Esto es lo que el presidente no ha explicado aún a la sociedad española, identificada de forma abrumadoramente mayoritaria con los principios que el Príncipe defendió de manera brillante en la tarde asturiana del viernes. Zapatero no ha sabido o no ha querido dar cuenta de las razones profundas que animan su empeño político de trazar un nuevo pacto constituyente, en todo caso mucho menos dotado de respaldo popular que el vigente, y ha optado por el subterfugio de dar alas a las fuerzas centrífugas para operar como resortes marginales que empujen la reforma encubierta de una Constitución que no se atreve formalmente a modificar de manera abierta y sin argucias ni disimulos.

Lo que el presidente pretende es un cambio constitucional maquillado, y para ello se ha aliado con expertos aprendices de brujo, sin reparar en que los españoles somos lo bastante maduros para entender que nada de lo que complazca a los Carods y otros adláteres puede resultar satisfactorio para la mayoría, por la sencilla razón de que ellos mismos se han ocupado reiteradamente de aclarar con arrogancia casi ingenua la incompatibilidad entre los intereses de la mayoría y los suyos.

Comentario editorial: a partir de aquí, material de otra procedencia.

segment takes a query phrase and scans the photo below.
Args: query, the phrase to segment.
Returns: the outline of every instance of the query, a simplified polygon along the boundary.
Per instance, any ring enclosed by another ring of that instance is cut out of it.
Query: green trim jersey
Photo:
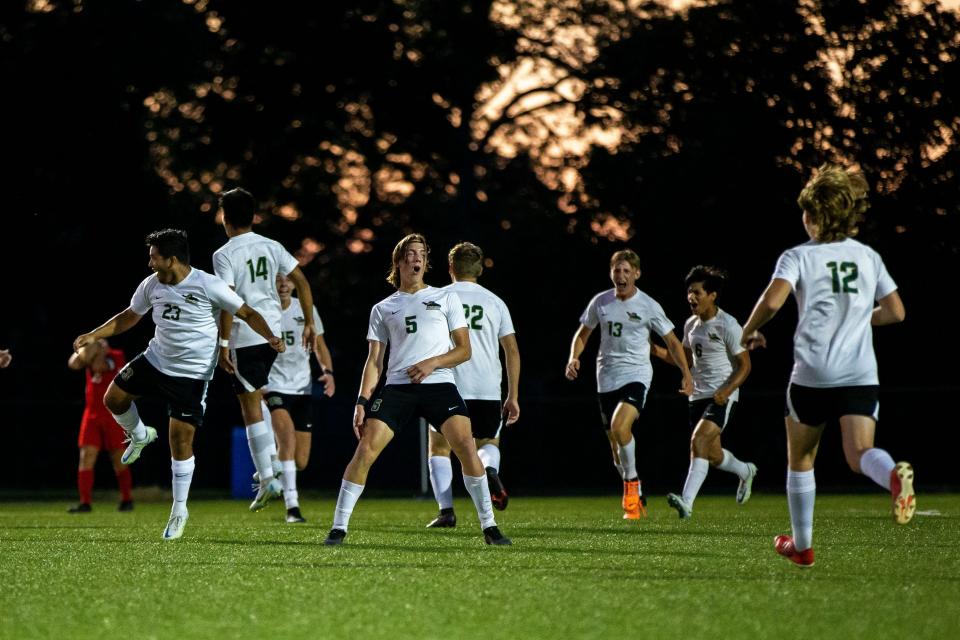
[[[594,296],[580,316],[589,329],[600,327],[597,352],[597,390],[616,391],[631,382],[650,388],[653,367],[650,364],[650,331],[665,336],[673,331],[660,304],[637,289],[626,300],[617,299],[616,289]]]
[[[470,329],[473,355],[453,370],[460,395],[464,400],[499,401],[503,380],[500,338],[516,333],[510,310],[503,300],[476,282],[454,282],[442,290],[460,296],[464,319]]]
[[[397,291],[375,304],[367,340],[390,345],[386,384],[409,384],[407,369],[450,351],[450,333],[466,326],[456,292],[425,287],[416,293]],[[454,382],[452,369],[434,369],[421,384],[441,382]]]
[[[736,356],[746,351],[740,346],[743,327],[736,318],[717,309],[717,315],[706,322],[690,316],[683,325],[683,346],[693,353],[693,395],[690,402],[712,398],[733,373]],[[730,401],[740,397],[740,389],[730,394]]]
[[[213,253],[213,270],[243,301],[263,316],[274,335],[280,334],[280,294],[277,274],[290,275],[299,263],[283,245],[260,234],[241,233]],[[266,339],[240,318],[233,321],[233,349],[266,344]]]
[[[138,315],[153,310],[156,331],[143,352],[158,371],[177,378],[209,380],[217,366],[218,314],[234,314],[243,299],[220,278],[191,267],[177,284],[145,278],[130,299]]]
[[[313,376],[310,374],[310,350],[303,348],[303,310],[300,301],[294,298],[280,316],[280,333],[286,345],[283,353],[277,354],[267,379],[267,391],[294,396],[310,395],[313,391]],[[320,314],[313,307],[313,326],[317,335],[323,335]]]
[[[897,290],[876,251],[852,238],[787,249],[775,279],[797,298],[790,381],[807,387],[879,384],[870,320],[876,301]]]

Bien es cierto que Maragall se ha ganado a pulso el destierro político al que ahora pretenden arrojarlo los suyos como si fuera un fusible destinado a saltar ante la crecida de tensión provocada por el Estatuto. Pero no nos engañemos: Maragall no es el problema, aunque pudo ser en gran parte el origen del problema, en la medida en que convenció a Zapatero para emprender un camino que no hubiera sido jamás emprendido si el presidente no se hubiese dejado convencer por su propia conveniencia. Lo que ahora trata de vender, y para lo que solicita nuestra confianza, es su capacidad para rizar el rizo de encajar en la Constitución un Estatuto diseñado, pensado, redactado y concluido para romper con ella, y que además lo va a hacer con la colaboración de sus extraños comensales del viernes, los hechiceros que prepararon a conciencia el bebedizo de la ruptura.

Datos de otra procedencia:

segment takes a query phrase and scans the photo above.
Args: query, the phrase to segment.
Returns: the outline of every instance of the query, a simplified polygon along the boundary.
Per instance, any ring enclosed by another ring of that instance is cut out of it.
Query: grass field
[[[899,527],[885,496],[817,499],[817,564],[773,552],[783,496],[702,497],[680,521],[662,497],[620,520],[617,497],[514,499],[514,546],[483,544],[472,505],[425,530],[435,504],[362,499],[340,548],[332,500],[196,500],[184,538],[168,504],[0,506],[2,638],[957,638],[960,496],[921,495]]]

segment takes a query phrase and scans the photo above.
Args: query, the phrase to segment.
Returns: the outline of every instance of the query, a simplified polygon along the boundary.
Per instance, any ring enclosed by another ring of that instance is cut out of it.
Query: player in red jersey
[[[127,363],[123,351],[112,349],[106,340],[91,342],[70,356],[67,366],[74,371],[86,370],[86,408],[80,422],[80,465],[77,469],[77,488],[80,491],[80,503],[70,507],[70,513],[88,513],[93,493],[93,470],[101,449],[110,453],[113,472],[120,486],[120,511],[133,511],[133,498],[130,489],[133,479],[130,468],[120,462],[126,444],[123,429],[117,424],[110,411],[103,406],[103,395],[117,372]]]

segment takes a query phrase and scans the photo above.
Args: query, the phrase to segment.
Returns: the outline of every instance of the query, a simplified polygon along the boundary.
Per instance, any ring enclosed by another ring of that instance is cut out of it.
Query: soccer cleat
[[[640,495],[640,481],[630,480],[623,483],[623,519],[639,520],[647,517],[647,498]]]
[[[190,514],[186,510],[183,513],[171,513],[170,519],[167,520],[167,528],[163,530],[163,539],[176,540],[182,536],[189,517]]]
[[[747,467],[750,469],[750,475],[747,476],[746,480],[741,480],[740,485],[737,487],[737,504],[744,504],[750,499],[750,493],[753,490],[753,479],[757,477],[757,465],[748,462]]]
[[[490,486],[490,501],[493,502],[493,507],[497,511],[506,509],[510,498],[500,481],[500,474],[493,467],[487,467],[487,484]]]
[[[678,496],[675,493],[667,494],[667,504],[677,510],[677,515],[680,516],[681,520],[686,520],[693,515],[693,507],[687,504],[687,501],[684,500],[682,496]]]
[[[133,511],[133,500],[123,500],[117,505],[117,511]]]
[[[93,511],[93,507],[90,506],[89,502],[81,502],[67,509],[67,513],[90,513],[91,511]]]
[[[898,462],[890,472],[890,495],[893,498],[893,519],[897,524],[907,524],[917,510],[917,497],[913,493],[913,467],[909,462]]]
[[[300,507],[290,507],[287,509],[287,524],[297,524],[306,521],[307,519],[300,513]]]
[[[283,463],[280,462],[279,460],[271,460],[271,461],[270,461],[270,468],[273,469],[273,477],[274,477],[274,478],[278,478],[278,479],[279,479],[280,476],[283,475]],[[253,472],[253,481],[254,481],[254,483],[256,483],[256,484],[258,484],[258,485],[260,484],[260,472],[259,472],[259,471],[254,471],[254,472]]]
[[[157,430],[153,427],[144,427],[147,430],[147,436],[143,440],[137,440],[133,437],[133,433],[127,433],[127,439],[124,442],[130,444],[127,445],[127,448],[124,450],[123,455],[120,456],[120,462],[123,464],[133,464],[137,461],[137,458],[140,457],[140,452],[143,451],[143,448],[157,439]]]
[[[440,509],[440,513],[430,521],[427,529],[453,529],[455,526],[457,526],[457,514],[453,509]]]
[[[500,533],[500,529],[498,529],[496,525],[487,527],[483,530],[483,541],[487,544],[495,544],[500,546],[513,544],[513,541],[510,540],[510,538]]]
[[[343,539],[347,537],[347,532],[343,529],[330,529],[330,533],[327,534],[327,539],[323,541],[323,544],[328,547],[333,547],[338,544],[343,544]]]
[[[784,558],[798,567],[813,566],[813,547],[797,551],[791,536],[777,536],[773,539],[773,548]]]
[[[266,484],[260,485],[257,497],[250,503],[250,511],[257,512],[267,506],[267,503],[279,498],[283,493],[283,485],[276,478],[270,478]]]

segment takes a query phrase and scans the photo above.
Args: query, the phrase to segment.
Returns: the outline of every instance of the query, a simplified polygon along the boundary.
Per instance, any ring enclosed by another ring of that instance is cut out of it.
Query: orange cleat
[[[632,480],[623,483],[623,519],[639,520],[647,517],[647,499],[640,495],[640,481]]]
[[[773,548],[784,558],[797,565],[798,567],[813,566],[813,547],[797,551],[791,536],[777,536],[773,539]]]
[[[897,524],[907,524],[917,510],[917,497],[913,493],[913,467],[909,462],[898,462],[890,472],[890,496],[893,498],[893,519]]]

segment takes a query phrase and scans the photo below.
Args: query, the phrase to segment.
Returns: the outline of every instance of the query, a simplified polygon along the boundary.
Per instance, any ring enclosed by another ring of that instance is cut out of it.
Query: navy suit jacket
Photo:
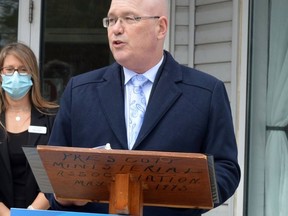
[[[221,204],[233,195],[240,180],[224,84],[180,65],[166,51],[164,57],[133,149],[213,155]],[[63,93],[49,144],[92,148],[110,143],[112,149],[128,149],[123,80],[117,63],[72,78]],[[51,202],[60,208],[55,200]],[[95,212],[101,211],[100,204],[91,205]],[[149,216],[199,212],[144,207],[144,215]]]

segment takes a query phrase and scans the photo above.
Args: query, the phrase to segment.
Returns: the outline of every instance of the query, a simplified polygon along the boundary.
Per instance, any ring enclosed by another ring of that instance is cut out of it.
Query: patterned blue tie
[[[143,86],[148,83],[148,79],[143,75],[135,75],[130,80],[132,90],[129,92],[129,124],[128,130],[130,131],[129,149],[132,149],[140,128],[143,123],[144,114],[146,111],[146,98],[143,92]]]

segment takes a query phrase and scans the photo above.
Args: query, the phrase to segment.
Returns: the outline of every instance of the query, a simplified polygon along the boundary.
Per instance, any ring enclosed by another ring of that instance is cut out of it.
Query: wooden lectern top
[[[42,145],[37,150],[59,198],[109,202],[118,174],[141,183],[143,205],[211,209],[217,198],[213,161],[204,154]]]

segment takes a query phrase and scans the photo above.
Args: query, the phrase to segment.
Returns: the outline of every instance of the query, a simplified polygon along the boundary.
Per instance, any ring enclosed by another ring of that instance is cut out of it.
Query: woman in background
[[[58,105],[40,93],[33,51],[22,43],[0,52],[0,216],[10,208],[48,209],[22,146],[48,142]]]

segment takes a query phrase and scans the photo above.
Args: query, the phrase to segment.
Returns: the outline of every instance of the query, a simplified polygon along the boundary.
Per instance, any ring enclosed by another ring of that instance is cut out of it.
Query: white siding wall
[[[233,58],[237,29],[235,4],[232,0],[172,0],[170,51],[176,60],[205,71],[224,81],[236,112],[236,59]],[[234,4],[234,5],[233,5]],[[233,26],[234,25],[234,26]],[[205,216],[232,216],[233,199]]]

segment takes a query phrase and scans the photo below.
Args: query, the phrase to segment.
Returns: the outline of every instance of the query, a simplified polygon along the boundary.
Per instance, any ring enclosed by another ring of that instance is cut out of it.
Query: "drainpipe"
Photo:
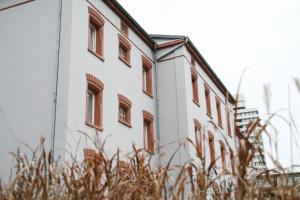
[[[56,60],[56,72],[55,72],[55,91],[54,91],[54,114],[53,114],[53,130],[51,135],[51,147],[50,150],[54,155],[55,133],[56,133],[56,113],[57,113],[57,91],[58,91],[58,76],[59,76],[59,64],[60,64],[60,40],[61,40],[61,15],[62,15],[62,0],[59,0],[59,18],[58,18],[58,39],[57,39],[57,60]]]
[[[169,51],[169,52],[163,54],[162,56],[160,56],[160,57],[156,60],[156,62],[158,62],[158,61],[160,61],[161,59],[167,57],[168,55],[170,55],[171,53],[173,53],[173,52],[176,51],[177,49],[180,49],[183,45],[185,45],[186,43],[188,43],[188,41],[189,41],[189,38],[188,38],[188,37],[185,37],[185,41],[184,41],[184,42],[182,42],[178,47],[176,47],[176,48],[172,49],[171,51]]]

Ya es significativo que, por más que sus ausencias en ocasiones importantes se hayan convertido en moneda común, no estuviese Zapatero presente en el teatro Campoamor, para oír de viva voz el histórico manifiesto del Heredero del Trono. Asuntos más importantes le retendrían, sin duda, en Madrid, pero a muchos españoles les habría gustado verle asentir sin ambages -como hizo, digámoslo en justicia, la vicepresidenta De la Vega- el comprometido discurso constitucionalista del Príncipe en Oviedo. Intermediarios monclovitas se apresuran estos días a asegurar que el día 2 de noviembre, en el Congreso de los Diputados, se oirá de boca del presidente un importante discurso de Estado en el que marcará sin resquicios el camino a seguir por el Estatuto. No cabe esperar menos, por otro lado. Aunque, como han repetido estos días socialistas como Rodríguez Ibarra o José Blanco, la constitucionalidad del proyecto catalán no es la única condición que lo vuelve presentable. La Constitución es un excelente modelo de convivencia, pero se puede perfectamente -de hecho la historia de los últimos veinticinco años está llena de episodios así- cometer una inmoralidad, o una inconveniencia, o un abuso, dentro de los límites de la Carta Magna.

Desprovista de las claves que maneja en secreto la dirigencia política -cuánto descrédito de la actividad pública ha provocado siempre el secretismo y la conspiración-, la sociedad española ha de juzgar a través de signos escenográficos el desarrollo de esta crisis nacional. Y esos signos, en los que tantas veces se refleja el sentido y la sensibilidad de los líderes, resultaron el viernes especialmente contundentes: el Príncipe defendiendo de pie y bajo los focos el Pacto Constitucional y solidario del 78, y el presidente reunido a escondidas con unos socios que pretenden sin disimulo convertir ese acuerdo fundacional en papel mojado. Seguro que no todo es como parece, pero hay ocasiones en política en que conviene que las cosas, además de ser de un modo determinado, lo parezcan.